Earlier this month, the award-winning poet and commentator Javier Sicilia rallied at the main plaza in Cuernavaca and appealed directly to the drug lords “to return to your codes, where civilians are not touched, where civilians are sacred, where children are sacred.”

Sicilia’s 24-year-old son was found dead in March. His body and four others were stuffed into a compact car, their faces, wrists and ankles wrapped in tape, victims of suffocation. Next to the corpses was a message that read: “This happened to you for making anonymous calls to the military” and was signed “the Gulf Cartel.”

Young recruits

Children as young as 10 have been employed by crime gangs to watch over street corners or sell drugs, and in some cases to kill. In December, Mexican authorities arrested a 14-year-old boy who allegedly confessed that he worked as an assassin for $250 a week.

Edgar Jimenez Lugo told reporters that a drug trafficking gang kidnapped him when he was 11. “I participated in four executions. I was drugged. They said they would kill me,” he said.

Here in San Luis Potosi, violence between the La Familia cartel and ruthless Zetas group has roiled the once-quiet streets. People familiar with the latest murder of a child said the killers came looking for a rival. They didn’t find him — but they found his family.

“What malice, to kill the little girl,” said a neighbor whose children had played with Scarlett.
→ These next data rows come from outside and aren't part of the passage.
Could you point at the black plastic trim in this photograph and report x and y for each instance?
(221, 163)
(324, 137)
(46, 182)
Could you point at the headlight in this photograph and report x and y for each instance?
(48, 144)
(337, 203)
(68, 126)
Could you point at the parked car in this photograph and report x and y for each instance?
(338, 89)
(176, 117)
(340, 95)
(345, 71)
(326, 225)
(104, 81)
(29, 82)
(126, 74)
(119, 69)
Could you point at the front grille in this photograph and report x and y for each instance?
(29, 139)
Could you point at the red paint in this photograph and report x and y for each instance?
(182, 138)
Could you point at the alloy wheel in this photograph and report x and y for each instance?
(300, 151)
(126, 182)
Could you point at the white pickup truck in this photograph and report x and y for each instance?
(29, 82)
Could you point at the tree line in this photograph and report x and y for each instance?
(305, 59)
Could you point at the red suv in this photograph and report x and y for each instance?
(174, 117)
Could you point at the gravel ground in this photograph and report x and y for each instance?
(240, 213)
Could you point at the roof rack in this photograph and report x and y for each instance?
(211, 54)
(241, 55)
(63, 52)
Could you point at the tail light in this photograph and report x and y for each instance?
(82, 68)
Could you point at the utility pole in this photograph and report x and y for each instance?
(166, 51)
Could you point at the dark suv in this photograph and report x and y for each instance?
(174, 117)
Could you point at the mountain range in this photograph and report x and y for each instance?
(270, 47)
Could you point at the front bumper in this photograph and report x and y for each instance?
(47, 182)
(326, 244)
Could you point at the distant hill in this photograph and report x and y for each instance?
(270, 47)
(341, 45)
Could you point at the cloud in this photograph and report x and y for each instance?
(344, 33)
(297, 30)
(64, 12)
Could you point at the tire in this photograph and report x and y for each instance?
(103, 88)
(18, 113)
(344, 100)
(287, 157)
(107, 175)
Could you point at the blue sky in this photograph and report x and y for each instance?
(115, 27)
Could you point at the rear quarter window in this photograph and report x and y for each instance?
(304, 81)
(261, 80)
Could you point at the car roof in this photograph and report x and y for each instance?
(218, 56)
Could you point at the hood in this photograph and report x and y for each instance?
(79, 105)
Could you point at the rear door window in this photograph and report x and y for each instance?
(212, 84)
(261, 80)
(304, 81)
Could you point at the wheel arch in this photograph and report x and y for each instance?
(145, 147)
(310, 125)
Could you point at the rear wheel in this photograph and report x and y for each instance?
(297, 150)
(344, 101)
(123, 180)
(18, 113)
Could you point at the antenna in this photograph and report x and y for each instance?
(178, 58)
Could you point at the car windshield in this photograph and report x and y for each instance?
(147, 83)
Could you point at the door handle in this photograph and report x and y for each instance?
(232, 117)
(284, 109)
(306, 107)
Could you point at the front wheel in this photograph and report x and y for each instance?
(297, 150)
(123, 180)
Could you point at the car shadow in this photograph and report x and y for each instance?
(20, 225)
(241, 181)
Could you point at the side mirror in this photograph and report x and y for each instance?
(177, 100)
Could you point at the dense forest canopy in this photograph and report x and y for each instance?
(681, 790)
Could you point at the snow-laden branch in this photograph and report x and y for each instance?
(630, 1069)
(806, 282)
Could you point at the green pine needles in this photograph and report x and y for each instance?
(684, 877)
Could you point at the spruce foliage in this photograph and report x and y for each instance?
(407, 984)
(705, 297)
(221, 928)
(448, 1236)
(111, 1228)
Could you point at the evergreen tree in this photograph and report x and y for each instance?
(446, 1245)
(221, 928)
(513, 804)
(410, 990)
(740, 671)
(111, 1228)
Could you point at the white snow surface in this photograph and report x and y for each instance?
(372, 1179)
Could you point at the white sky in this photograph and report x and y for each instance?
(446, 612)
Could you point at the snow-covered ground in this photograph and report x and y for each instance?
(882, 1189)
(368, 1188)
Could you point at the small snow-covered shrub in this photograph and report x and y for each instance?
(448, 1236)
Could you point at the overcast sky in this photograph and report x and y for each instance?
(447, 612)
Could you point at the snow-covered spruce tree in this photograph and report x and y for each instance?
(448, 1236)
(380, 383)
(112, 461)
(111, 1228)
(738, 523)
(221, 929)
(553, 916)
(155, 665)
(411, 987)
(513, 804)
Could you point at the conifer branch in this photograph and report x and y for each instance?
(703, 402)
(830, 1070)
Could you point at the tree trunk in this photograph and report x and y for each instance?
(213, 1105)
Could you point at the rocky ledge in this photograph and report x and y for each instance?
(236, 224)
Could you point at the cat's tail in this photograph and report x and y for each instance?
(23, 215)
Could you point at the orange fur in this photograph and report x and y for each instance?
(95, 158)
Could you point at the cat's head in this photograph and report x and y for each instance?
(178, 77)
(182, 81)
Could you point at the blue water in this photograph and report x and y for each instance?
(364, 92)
He shook his head. “It’s incredible.”

Neighbors said the family worked hard. The little girl’s grandmother took in laundry. Her parents flipped hamburgers nearby.

Experts worry about the public health consequences of such violence. Schoolchildren in Michoacan were asked to create art for a contest commemorating the Mexican bicentennial, depicting scenes from everyday life in “the Mexico I live in.”

In late March, educators published a book of children’s drawings, which included a drug tough throwing a grenade at a federal policeman and a man being shot in the stomach with an automatic weapon.